I love what Lincoln has done with the grille – it’s very expressive and the mesh features the Lincoln Star. This is a big departure from the split-wing look, and it is very welcome. The wide rear flanks give the Continental a look as though it was carved out of a solid ingot of something. Lighting is bright and modern – you get LED headlights and driving lights and sweet LED ribbon tail lights.
We enjoyed the cool styling touches like the raised “rib” in the middle of the hood, the eye-catching Continental badging that stretches from behind the front wheel well to the door and beautifully integrated exhaust tips. And filling the wheel wells are very nice 19-inch wheels that bridge the gap between luxury and sport – they wear massive 255/45 tires.
I think without exception everyone who experienced this car immediately commented on the cool door handles. They are integrated into the chrome beltline trim and are electronic (Lincoln calls them E-Latch). Which means you’re actually grabbing a button inside there, which unlatches your door. It feels very luxurious and advanced.
Inside the Continental, it is apparent that Lincoln took the level of craftsmanship to a new level, and their choices of materials are stunning – flawless stitching is evident everywhere, and striking genuine wood and sumptuous leather trim surrounds every passenger. Ahead of the driver is an all-digital “gauge” cluster with very convincing instrument faces and beautiful graphics. It’s also completely customizable, so you can see which gauges and displays you want. Lincoln created a beautiful steering wheel and we really enjoyed the seamless centre console design, including the scrolling tambour lid over the cupholders.
The MultiContour seats are ridiculous. They look amazing, they are incredibly comfortable – I would say the most comfortable car seats I’ve ever experienced, they’re heated and ventilated, they are 30-way adjustable and they have massaging functions. The perforated leather comes from Scotland’s Bridge of Weir. The only thing missing is a function that makes you a fresh cappuccino.
The dash houses an 8-inch touchscreen running Lincoln’s version of the new SYNC 3. It’s simple and it works quite well, although I thought a car this luxurious and full of technology would sport a larger screen. The upgraded 19(!)-speaker Revel Ultima audio system is great and has some of the nicest speaker grilles I’ve ever seen in a car – but it’s not the best system I’ve heard. A huge sunroof overhead makes the whole cabin feel airy and bright.
Lincoln has stuffed the Continental (particularly in this upper trim level) with all sorts of driver assistance technology – active park assist, adaptive cruise control (with start/stop technology), 360-degree camera with parking sensors, pre-collision assist with pedestrian detection, lane departure warning system and lane keeping assist and blind-spot monitoring. Everything worked very well for us, and nothing seemed intrusive.
Lincoln certainly got it right back here. Every single passenger in the back (and we had quite a few during this week) commented that these were the greatest back seats they’d ever sat in and I agree with this assessment. The seats are heated and exceedingly comfortable.
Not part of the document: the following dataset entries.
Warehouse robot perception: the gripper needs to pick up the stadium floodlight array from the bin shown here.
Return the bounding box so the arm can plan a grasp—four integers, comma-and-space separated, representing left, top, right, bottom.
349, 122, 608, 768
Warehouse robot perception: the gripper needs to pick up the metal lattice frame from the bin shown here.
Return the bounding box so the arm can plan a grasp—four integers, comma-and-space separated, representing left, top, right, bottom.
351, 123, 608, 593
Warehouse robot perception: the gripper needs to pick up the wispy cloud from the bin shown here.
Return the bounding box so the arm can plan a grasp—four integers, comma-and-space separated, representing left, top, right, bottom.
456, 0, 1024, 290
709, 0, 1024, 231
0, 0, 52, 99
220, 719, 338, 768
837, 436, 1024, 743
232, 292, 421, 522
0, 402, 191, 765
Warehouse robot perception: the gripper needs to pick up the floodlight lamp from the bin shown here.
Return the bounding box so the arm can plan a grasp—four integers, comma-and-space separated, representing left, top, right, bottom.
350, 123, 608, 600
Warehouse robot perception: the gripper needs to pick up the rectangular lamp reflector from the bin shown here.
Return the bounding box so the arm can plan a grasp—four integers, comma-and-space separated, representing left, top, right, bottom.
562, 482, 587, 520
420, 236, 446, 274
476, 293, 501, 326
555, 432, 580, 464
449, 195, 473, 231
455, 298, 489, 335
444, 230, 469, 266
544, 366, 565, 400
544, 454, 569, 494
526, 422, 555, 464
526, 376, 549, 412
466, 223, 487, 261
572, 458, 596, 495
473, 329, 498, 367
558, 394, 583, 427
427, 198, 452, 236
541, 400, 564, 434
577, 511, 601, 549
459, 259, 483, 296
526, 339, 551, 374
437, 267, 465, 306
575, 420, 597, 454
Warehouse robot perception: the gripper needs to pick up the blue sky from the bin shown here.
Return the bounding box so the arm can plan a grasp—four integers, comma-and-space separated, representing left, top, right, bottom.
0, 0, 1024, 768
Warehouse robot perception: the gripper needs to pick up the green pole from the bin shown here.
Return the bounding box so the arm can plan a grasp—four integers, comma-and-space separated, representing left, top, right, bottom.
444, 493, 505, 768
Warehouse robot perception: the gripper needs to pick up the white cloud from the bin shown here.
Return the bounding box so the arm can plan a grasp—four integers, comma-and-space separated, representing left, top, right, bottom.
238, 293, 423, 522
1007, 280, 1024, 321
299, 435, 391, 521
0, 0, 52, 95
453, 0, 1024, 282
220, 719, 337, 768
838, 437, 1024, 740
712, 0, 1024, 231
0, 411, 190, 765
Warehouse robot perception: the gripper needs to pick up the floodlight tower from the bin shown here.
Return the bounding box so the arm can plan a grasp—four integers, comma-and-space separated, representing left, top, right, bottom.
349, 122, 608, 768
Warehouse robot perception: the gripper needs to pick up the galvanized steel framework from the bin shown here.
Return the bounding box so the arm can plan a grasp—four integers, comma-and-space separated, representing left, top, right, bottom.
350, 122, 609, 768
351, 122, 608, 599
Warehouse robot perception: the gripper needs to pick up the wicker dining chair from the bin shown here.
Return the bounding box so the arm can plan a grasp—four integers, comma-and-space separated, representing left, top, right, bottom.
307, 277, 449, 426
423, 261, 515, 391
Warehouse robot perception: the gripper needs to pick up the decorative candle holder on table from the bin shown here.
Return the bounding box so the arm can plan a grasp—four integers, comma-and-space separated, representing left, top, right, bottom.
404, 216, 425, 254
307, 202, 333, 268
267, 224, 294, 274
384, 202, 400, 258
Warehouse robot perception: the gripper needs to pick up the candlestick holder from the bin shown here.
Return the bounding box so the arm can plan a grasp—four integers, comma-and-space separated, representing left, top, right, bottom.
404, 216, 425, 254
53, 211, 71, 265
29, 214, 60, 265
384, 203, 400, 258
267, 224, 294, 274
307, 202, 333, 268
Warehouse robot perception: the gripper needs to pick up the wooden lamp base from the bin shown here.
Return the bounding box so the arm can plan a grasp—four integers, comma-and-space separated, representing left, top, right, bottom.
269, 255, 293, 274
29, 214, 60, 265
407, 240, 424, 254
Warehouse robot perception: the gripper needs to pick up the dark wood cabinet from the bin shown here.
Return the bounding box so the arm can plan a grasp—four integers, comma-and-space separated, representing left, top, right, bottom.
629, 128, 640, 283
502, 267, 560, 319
Rear passengers get a household plug and two USB plugs, as well as their own climate control panel. There is a ludicrous amount of headroom, and the legroom is certainly adequate. The middle seat back folds down to become a luxurious armrest with storage, a tray and dual cupholders.
There are plenty of little nooks and crannies around the cockpit to put your stuff, and once you pop the power trunk lid, you’ll be taken aback by the size of the huge trunk. I mean, it is epic. I hope Goodfellas 2 comes out soon, and they use the Continental because Joe Pesci could put a record number of capos in the trunk to drive them out to the countryside. Not sure if that’s important to you, but it’s worth noting.
Under the Hood
Here lurks an all-new 3.0L turbocharged V6 mated to a 6-speed transmission and an all-wheel drive system. Horsepower and torque are both rated at 400. It’s a thirsty car, and we averaged 13.8 L/100 km (17 US mpg) during our week with it.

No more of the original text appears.